Es ist ein stiller Frühlingstag. Hie und da passiert ein Auto oder
eine zügige Radfahrerin. Einmal sogar mit Kinderanhänger.
Wir befinden uns inmitten von Röthis, windgeschützt zwischen
zwei Hausfassaden und einer Einfriedungsmauer. Auf der einen Seite
der renovierte Pfarrhof, auf der anderen das sanierte Pfarrheim.
Ersterer wurde bis vor einigen Jahren von Pfarrer Podhradsky
und seiner Köchin bewohnt. Zweiteres ist seit dem Ableben des Pfarrers
wenig gebraucht worden, was dem Daseinszweck eines Gebäudes widerspricht.

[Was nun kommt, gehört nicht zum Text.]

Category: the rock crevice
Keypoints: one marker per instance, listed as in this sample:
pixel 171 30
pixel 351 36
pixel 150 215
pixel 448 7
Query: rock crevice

Autor: Fabian Tobias Reiner | Fotos: Angela Lamprecht

Die Liste der Vorschläge, wie das wenig benutzte Pfarrheim und der unbewohnte Pfarrhof verwendet werden sollten, war lang. Die Pfarrgemeinde hatte mehrere Initiativen in die Wege geleitet. Einmal sogar als Archiv angedacht, konnte das Feldkircher Büro „Studio SAAL“ die Pfarrgemeinde überzeugen, dass die Gebäude sozialen Austausch fördern sollen. Nicht oft ergeben sich Leerstände in solcher Qualität, an solch zentralen Orten und mit dieser Geschichtsschreibung. Dem Pfarrkirchenrat war damit auch klar: Hier muss interveniert werden, damit die Bürgerinnen und Bürger einen Raum der Zusammenkunft gewinnen – die Gemeinde Röthis ein Gesicht für ihr Kollektiv bekommt.

Von außen wird ersichtlich, dass die Bestände sorgfältig saniert wurden. Das Fachwerk, der Kitschputz, die Einfriedung, die Dächer; beim ehemaligen Pfarrheim zeigt sich alles, wie es einst war. Beim Pfarrhof wurden die Sandstein-Simse freigelegt, in Anbetracht des Denkmalschutzes mit neuen Blechen geschützt, und an den Fassaden Kalkfarben in Kreuzputzmanier aufgetragen.

Im Inneren der beiden Gebäude galt stets die Devise: Erhaltenswertes bleibt erhalten. Die Bauarbeiter legten minutiös frei. Es kamen originale Kalk- und Leimfarben, die über die Jahre überstrichen worden waren, sowie Stuckdecken, die durch Vorsatzschalen abgedeckt waren, zum Vorschein. Gealtertes Holz wurde geschliffen und geölt und sogar Kronleuchter an ihren Stellen belassen.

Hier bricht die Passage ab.